In the last one-hundred years, the exponential expansion of wine making has artificialized the agricultural landscape as well as its microbial diversity, spreading human selected Saccharomyces cerevisiae strains. Evidence showed that social wasps can harbor a significant fraction of the yeast phenotypic diversity of a given area of wine production, allowing different strains to overwinter and mate in their gut. The integrity of the wasp-yeast ecological interaction is of paramount importance to maintain the resilience of microbial populations associated to wine aromatic profiles. In a field experiment, we verified whether Polistes dominula wasps, reared in laboratory and fed with a traceable S. cerevisiae strain, could be a useful tool to drive the controlled yeast dispersion directly on grapes. The demonstration of the biotechnological potential of social insects in organic wine farming lays the foundations for multiple applications including maintenance of microbial biodiversity and rewilding vineyards through the introduction of wasp associated microbiomes.

Figure 1

Experiment vineyard and study design. (a) Field setting, with experimental vineyard lines (L5, L6, and L8) covered with nets and L7 net-free. (b) Scheme of the treatments and samples collection, with details on timings and metabarcoding and metabolomics analyses.

Figure 2

Mycobiota characterization of the experimental vineyard. (a) S. cerevisiae relative abundance in all samples grouped according to the different environment (laboratory and experimental vine plant rows); (b) observed alpha diversity; (c) beta diversity—PCoA on weighted UniFrac distances; the boxplots on the right and above the PCoA plot report the distribution of samples, grouped according to the vineyard row, along the first and second coordinate, respectively. *Wilcoxon–Mann–Whitney p-value < 0.05.

Figure 3

Fungal OTUs with relative abundances significantly differ in the analyzed samples.
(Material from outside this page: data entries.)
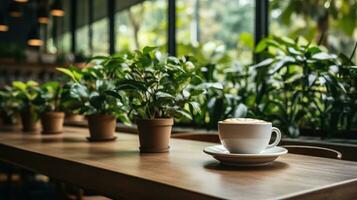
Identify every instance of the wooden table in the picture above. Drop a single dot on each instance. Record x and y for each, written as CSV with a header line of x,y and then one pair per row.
x,y
118,170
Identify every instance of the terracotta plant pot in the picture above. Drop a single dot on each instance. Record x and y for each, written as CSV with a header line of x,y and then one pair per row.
x,y
74,117
29,121
52,122
154,135
101,127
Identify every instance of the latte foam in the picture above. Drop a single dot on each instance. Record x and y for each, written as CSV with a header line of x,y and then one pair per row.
x,y
244,121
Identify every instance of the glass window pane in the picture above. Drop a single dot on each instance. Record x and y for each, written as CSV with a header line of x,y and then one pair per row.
x,y
144,24
331,22
227,24
82,40
100,28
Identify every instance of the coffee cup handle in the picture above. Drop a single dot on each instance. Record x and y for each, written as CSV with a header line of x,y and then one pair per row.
x,y
277,139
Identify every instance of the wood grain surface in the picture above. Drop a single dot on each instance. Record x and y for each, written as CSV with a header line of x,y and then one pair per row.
x,y
117,169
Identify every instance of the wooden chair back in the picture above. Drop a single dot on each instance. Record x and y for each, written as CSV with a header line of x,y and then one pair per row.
x,y
203,137
313,151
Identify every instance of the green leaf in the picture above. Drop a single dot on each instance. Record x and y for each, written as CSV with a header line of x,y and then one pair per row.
x,y
241,111
263,63
69,73
148,49
183,113
324,56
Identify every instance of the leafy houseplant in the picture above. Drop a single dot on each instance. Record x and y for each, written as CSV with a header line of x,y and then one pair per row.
x,y
159,89
49,104
302,85
94,88
26,93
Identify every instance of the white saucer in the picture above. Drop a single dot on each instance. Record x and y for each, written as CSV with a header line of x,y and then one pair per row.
x,y
264,158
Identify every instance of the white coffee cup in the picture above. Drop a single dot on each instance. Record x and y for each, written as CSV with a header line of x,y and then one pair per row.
x,y
247,136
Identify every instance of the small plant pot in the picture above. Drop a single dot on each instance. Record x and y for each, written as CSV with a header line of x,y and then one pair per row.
x,y
101,127
154,135
52,122
29,121
74,117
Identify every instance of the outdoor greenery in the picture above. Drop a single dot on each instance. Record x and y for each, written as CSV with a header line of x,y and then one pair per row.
x,y
26,93
8,105
298,85
94,87
159,86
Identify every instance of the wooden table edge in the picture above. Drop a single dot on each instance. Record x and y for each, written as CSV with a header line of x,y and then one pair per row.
x,y
132,183
341,190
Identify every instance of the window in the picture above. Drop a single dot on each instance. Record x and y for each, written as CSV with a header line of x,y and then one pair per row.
x,y
82,39
144,24
100,28
216,24
332,23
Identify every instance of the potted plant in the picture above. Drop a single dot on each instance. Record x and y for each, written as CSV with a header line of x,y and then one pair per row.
x,y
49,105
94,88
159,89
26,93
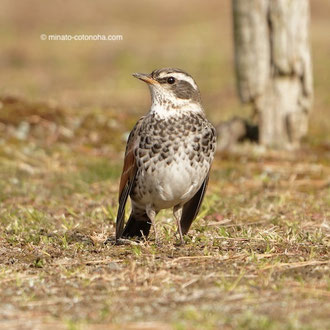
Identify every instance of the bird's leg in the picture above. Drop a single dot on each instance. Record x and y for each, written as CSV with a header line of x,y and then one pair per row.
x,y
151,213
177,212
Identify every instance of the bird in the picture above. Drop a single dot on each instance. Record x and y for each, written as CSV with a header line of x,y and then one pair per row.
x,y
168,156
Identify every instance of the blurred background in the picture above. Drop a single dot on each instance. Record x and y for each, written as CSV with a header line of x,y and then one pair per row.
x,y
193,35
257,255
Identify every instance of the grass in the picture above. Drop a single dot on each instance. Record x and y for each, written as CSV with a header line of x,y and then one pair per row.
x,y
257,256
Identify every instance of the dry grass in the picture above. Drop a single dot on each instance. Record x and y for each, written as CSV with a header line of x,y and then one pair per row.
x,y
257,257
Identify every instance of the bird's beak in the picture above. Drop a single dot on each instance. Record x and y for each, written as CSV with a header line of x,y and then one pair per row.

The relative abundance of each fungal taxon was compared by means of Negative Binomial distribution analysis among samples grouped according to the vineyard of origin or wasps reared in the laboratory. *Wald test p-value corrected by multiple testing < 0.05; the black triangles indicate, among the groups of samples connected by the horizontal line, which group bears the highest abundance of the taxon.

Figure 4

Volatile compounds significantly differing among fermentations grouped according to the vineyard row originating the grapes. Color legend indicates samples collected at different time points during fermentation. *Wilcoxon–Mann–Whitney p-value < 0.05.

Figure 5

Correlations among fungal and volatile compounds abundances in fermenting musts from the studied vineyard rows. Significant Spearman correlations (r > 0.5, p-value < 0.05) with the most abundant fungi are shown, the complete list of correlations is reported in Supplementary Figs. 6–8 and Supplementary Table 5.